We begin by noting that \(9\left(\sin^2(\theta) + \cos^2(\theta)\right) = 9\text{,}\) and hence \(9\cos^2(\theta) = 9-9\sin^2(\theta)\text{.}\) If we let \(x=3\sin(\theta)\text{,}\) then \(9-x^2 = 9-9\sin^2(\theta) = 9\cos^2(\theta)\text{.}\)

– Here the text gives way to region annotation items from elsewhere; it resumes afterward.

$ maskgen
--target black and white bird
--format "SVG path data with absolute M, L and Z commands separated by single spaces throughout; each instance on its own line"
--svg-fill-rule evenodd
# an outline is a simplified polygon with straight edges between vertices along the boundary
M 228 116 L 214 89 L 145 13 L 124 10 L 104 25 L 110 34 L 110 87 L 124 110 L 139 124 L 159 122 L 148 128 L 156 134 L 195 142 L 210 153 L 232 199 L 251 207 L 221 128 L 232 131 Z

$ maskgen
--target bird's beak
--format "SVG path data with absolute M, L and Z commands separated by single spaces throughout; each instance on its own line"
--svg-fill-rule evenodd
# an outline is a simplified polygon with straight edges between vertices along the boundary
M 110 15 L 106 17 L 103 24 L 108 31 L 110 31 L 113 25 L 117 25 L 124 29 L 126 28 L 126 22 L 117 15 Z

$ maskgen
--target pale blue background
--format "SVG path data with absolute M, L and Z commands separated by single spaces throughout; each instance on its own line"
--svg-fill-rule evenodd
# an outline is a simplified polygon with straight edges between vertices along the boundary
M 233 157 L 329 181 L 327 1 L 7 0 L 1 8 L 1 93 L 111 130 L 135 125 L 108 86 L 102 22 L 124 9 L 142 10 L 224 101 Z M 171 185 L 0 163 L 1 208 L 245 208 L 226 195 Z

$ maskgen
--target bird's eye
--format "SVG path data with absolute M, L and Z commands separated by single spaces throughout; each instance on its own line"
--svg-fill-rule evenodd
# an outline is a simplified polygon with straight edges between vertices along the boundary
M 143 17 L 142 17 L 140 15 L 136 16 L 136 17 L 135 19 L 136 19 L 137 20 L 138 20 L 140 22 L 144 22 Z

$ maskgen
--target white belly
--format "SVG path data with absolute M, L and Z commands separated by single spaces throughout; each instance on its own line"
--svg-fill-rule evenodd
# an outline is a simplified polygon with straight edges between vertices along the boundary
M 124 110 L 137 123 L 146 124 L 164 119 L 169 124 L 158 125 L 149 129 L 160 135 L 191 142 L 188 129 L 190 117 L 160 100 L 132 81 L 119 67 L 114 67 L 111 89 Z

Setting \(x=3\sin(\theta)\) gives \(dx = 3\cos(\theta) \, d\theta\text{.}\) We are almost ready to substitute. We also wish to change our bounds of integration. The bound \(x=-3\) corresponds to \(\theta = -\pi/2\) (for when \(\theta = -\pi/2\text{,}\) \(x=3\sin(\theta) = -3\)). Likewise, the bound of \(x=3\) is replaced by the bound \(\theta = \pi/2\text{.}\) Thus
\begin{align*}
\int_{-3}^3\sqrt{9-x^2}\, dx \amp = \int_{-\pi/2}^{\pi/2} \sqrt{9-9\sin^2(\theta) }\,(3\cos(\theta) )\, d\theta\\
\amp = \int_{-\pi/2}^{\pi/2} 3\sqrt{9\cos^2(\theta) } \cos(\theta) \, d\theta\\
\amp =\int_{-\pi/2}^{\pi/2} 3\abs{3\cos(\theta) } \cos(\theta) \, d\theta\text{.}
\end{align*}
On \([-\pi/2,\pi/2]\text{,}\) \(\cos(\theta)\) is always positive, so we can drop the absolute value bars, then employ a power-reducing formula:
\begin{align*}
\int_{-3}^3\sqrt{9-x^2}\, dx \amp = \int_{-\pi/2}^{\pi/2} 9\cos^2(\theta) \, d\theta\\
\amp = \int_{-\pi/2}^{\pi/2} \frac{9}{2}\big(1+\cos(2\theta)\big)\, d\theta\\
\amp = \left.\frac92 \big(\theta +\frac12\sin(2\theta)\big)\right|_{-\pi/2}^{\pi/2}\\
\amp = \frac92\pi\text{.}
\end{align*}
This matches our answer from before.